Galleries: 'Dragnet' brings dark, gritty views to South Street
Not as unprofessional or chaotic as you might imagine. Sage Project's "Dragnet: The Art Show" benefits from a smart, airy installation, and there are a few wonderful pieces in the formerly empty South Street storefront space that Sage, an artist-member organization, calls home.
There are times, of course, when "Dragnet" offers a powerful argument in favor of the juried or invitational show. Stylistically and philosophically, the works assembled here are all over the map. Still, it's fascinating to see a slice of the Philadelphia art scene that's so unremittingly dark and gritty, the terrain of photographer Zoe Strauss and video-installation wunderkind Ryan Trecartin.
The show's resonantly 1960s title - taken from the film noir-inspired TV series and chosen in advance of the open call - seems weirdly prescient. So does the poster of mug-shot-style photographs (by Heather Phillips) of all the show's artists hung at the front of the gallery, a promotional format that was clearly chosen in advance as well.

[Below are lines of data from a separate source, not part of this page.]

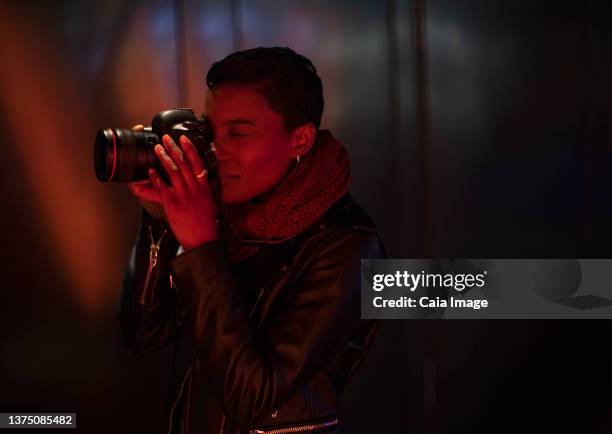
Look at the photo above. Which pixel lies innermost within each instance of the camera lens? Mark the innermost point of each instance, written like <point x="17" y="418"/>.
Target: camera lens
<point x="124" y="155"/>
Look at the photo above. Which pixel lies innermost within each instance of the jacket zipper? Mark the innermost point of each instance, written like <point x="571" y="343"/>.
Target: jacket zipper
<point x="250" y="315"/>
<point x="154" y="250"/>
<point x="256" y="302"/>
<point x="296" y="428"/>
<point x="177" y="399"/>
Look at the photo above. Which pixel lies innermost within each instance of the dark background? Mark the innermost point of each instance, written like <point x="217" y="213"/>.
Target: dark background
<point x="475" y="129"/>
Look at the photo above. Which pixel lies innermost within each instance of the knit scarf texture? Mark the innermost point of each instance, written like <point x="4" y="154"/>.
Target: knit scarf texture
<point x="310" y="188"/>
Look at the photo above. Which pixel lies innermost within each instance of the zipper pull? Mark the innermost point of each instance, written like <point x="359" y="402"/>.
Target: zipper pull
<point x="155" y="247"/>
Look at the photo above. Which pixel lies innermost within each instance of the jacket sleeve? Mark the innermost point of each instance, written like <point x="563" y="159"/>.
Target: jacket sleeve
<point x="251" y="374"/>
<point x="147" y="309"/>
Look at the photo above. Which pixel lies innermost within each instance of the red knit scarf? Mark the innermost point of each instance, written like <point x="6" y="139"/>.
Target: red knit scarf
<point x="310" y="188"/>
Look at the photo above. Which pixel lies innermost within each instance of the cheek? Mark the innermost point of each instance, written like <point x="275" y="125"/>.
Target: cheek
<point x="265" y="162"/>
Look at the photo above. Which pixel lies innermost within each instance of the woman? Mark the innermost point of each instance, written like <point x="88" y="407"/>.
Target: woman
<point x="266" y="322"/>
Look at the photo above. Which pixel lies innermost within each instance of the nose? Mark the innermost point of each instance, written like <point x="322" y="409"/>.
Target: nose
<point x="220" y="153"/>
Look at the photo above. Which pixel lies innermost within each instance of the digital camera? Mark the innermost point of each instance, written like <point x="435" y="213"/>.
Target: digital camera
<point x="123" y="155"/>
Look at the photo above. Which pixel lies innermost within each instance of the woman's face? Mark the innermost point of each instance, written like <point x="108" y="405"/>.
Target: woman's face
<point x="253" y="149"/>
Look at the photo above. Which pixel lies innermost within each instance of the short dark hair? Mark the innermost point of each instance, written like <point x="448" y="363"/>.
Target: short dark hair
<point x="287" y="80"/>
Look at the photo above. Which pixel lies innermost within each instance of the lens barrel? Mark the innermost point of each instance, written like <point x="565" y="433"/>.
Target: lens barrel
<point x="122" y="155"/>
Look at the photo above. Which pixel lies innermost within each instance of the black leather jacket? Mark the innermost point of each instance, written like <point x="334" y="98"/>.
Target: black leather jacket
<point x="268" y="344"/>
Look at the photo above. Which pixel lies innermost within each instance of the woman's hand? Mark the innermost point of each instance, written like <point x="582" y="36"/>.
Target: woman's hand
<point x="188" y="205"/>
<point x="144" y="191"/>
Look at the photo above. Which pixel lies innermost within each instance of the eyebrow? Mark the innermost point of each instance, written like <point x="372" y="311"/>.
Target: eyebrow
<point x="233" y="122"/>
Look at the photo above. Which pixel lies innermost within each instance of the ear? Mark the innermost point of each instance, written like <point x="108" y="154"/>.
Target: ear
<point x="303" y="138"/>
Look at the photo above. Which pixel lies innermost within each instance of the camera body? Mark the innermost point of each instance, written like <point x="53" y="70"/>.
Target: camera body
<point x="123" y="155"/>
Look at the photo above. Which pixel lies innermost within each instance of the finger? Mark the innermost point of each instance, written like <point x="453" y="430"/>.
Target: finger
<point x="144" y="191"/>
<point x="179" y="158"/>
<point x="192" y="155"/>
<point x="169" y="165"/>
<point x="175" y="152"/>
<point x="161" y="188"/>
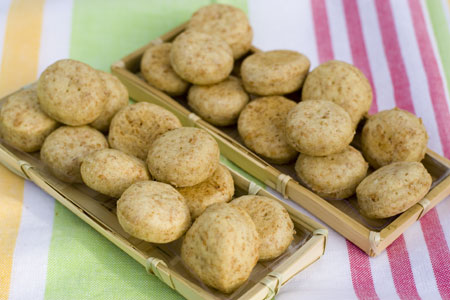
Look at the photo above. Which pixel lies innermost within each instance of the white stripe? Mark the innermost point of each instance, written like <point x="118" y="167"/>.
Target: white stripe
<point x="29" y="269"/>
<point x="286" y="25"/>
<point x="420" y="263"/>
<point x="415" y="70"/>
<point x="4" y="11"/>
<point x="375" y="52"/>
<point x="56" y="32"/>
<point x="338" y="31"/>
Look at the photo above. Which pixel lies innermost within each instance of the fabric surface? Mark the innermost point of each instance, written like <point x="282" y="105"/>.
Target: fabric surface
<point x="46" y="252"/>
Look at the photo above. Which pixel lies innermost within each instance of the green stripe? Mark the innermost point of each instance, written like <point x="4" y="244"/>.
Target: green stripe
<point x="442" y="34"/>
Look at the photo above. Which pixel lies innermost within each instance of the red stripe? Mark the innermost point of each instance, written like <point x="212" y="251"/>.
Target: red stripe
<point x="399" y="78"/>
<point x="357" y="44"/>
<point x="438" y="250"/>
<point x="322" y="30"/>
<point x="361" y="273"/>
<point x="401" y="270"/>
<point x="435" y="81"/>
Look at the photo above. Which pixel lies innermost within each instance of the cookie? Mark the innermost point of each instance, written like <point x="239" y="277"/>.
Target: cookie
<point x="71" y="92"/>
<point x="261" y="126"/>
<point x="227" y="22"/>
<point x="201" y="58"/>
<point x="219" y="104"/>
<point x="276" y="72"/>
<point x="393" y="135"/>
<point x="218" y="188"/>
<point x="22" y="122"/>
<point x="183" y="157"/>
<point x="335" y="176"/>
<point x="111" y="171"/>
<point x="222" y="246"/>
<point x="116" y="99"/>
<point x="157" y="70"/>
<point x="342" y="83"/>
<point x="319" y="128"/>
<point x="392" y="189"/>
<point x="153" y="211"/>
<point x="66" y="147"/>
<point x="272" y="221"/>
<point x="134" y="128"/>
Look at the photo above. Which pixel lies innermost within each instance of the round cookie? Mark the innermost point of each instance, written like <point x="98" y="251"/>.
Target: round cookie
<point x="157" y="70"/>
<point x="219" y="104"/>
<point x="71" y="92"/>
<point x="228" y="22"/>
<point x="335" y="176"/>
<point x="183" y="157"/>
<point x="66" y="147"/>
<point x="392" y="189"/>
<point x="221" y="247"/>
<point x="154" y="212"/>
<point x="22" y="122"/>
<point x="272" y="221"/>
<point x="276" y="72"/>
<point x="111" y="171"/>
<point x="393" y="135"/>
<point x="134" y="128"/>
<point x="261" y="126"/>
<point x="201" y="58"/>
<point x="116" y="98"/>
<point x="319" y="128"/>
<point x="342" y="83"/>
<point x="219" y="188"/>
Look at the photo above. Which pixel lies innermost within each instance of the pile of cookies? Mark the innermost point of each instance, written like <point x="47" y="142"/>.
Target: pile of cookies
<point x="335" y="96"/>
<point x="66" y="118"/>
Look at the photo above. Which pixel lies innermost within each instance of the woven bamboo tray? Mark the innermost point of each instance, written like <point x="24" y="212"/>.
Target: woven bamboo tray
<point x="372" y="236"/>
<point x="164" y="260"/>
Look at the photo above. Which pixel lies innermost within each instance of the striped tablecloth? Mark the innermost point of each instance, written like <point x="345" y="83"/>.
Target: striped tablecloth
<point x="402" y="46"/>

Two entirely different works dominate this show, and in vastly different ways.
Elliott Hasiuk's Screw Ball is a calculatedly creepy installation of found '60s and '70s paperbacks, from sci-fi to porno to how-to, piled on the floor and on a display ladder. A video monitor mounted behind the ladder can be seen between its steps, on its screen a film of disjointed found images that's accompanied by a similarly disjointed, disturbing audio. You have the sense you've entered a used-book store of early hippie-vintage owned by a Charles Manson follower.
And then there's Gerard Cerini's Sky, a life-size aluminum-foil sculpture of a nude man sitting on the floor and looking upward, arms wrapped around his knees, the embodiment of solidity and calm. While walking around it and looking at nearby works, I had the eerie sensation I was sharing the room with another living person. Sky has nothing in common with Duane Hanson's photorealist facsimiles of humans (not to mention Hanson's faithful renderings of clothing) - it's made entirely of aluminum - but it has the same uncanny presence.
Every possible style of painting is brought together in this show, but most of the work is moody and introspective. For all its brilliant Fauvist and Day-Glo color, Jed Williams' Speak to Me, a painting of a man who appears to be walking in a park and speaking on a cell phone, communicates separation and loneliness. Mark Dilk's thickly impastoed portrait of a man that could be based on a colonial American portrait, Take Out My Eyes, is as poignant as it is rich and tactile. Minimal abstract paintings by Assulu Kadyrzhanova, Arthur Ostroff, and Dustin Doran favor somber deep blues, near-black Payne's gray, dark green, and ochres.
Now and then, a relatively cheerful aberration seems to have snuck in, such as Joanathan Pappas' The Nuclear Family - six charming, seemingly happy, Gumby-like figures made of tape, clay, and wire, positioned on a wood block - and June B. Blumberg's Blue Lion, of a sweet-looking blue beast in watercolor and pastel on paper. But these, too - the figures with their forced smiles, the lonely lion - hint at a darker side.